Um grupo de jovens imbuído de ideário extremista decide realizar ação violenta contra um centro religioso de matriz africana. Para tanto, os jovens colocam grande quantidade de artefato explosivo no local com o objetivo de gerar pânico generalizado e matar o maior número possível de fiéis que estivessem no culto religioso. Todavia, o artefato não explode. Pelo exposto, é correto afirmar que tal conduta corresponde ao crime de
- A)genocídio.
Errada, porque genocídio exige a finalidade específica de destruir, no todo ou em parte, grupo nacional, étnico, racial ou religioso, o que não é o enquadramento mais adequado do enunciado.
- B)explosão tentada.
Errada, porque 'explosão tentada' não é o tipo penal aplicável isoladamente aqui; o fato é analisado à luz da Lei Antiterrorismo, e não só como crime comum de explosão.
- C)terrorismo.
Certa, pois a conduta envolve uso de explosivo com finalidade de provocar terror e se apoia em discriminação religiosa, exatamente a lógica do terrorismo na Lei nº 13.260/2016.
- D)perseguição.
Errada, porque perseguição é uma figura ligada a restrição de direitos por motivos discriminatórios em contexto próprio, e não descreve o ataque violento com explosivos narrado na questão.
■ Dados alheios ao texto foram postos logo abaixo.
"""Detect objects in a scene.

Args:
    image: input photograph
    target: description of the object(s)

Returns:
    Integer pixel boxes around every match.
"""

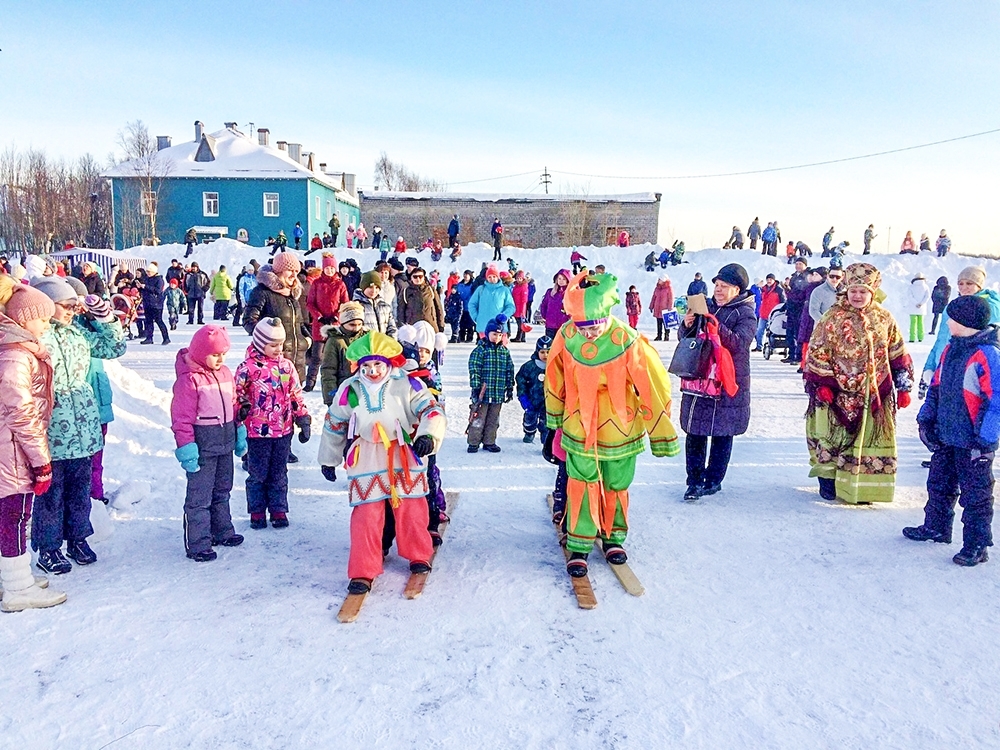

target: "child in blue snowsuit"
[903,295,1000,567]
[514,336,552,445]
- E)abolição violenta do Estado Democrático de Direito.
Errada, porque abolição violenta do Estado Democrático de Direito exige a finalidade de abolir o regime democrático ou impedir seu funcionamento, o que não é o objetivo do caso.
Gabarito: C
A Lei nº 13.260/2016 define terrorismo como a prática, por razões de xenofobia, discriminação ou preconceito de raça, cor, etnia e religião, de atos como usar ou ameaçar usar explosivos, causar destruição ou morte, ou espalhar terror social ou generalizado. Aqui, o grupo escolhe um centro religioso de matriz africana justamente por intolerância religiosa e quer gerar pânico e matar fiéis, então o enquadramento é de terrorismo, ainda que o artefato não tenha chegado a explodir. Isso porque, no direito penal, a tentativa é punível quando o agente inicia a execução e o resultado não ocorre por circunstâncias alheias à vontade dele, e a lei antiterrorismo alcança a conduta de executar ou tentar executar os atos descritos. O detalhe importante é não cair na conversa de 'se não explodiu, não tem crime': tem, sim, porque houve início de execução com finalidade terrorista e motivo discriminatório. Em prova, a FGV gosta de misturar o tipo penal com o resultado prático para ver se você lembra que o foco está na finalidade e na conduta.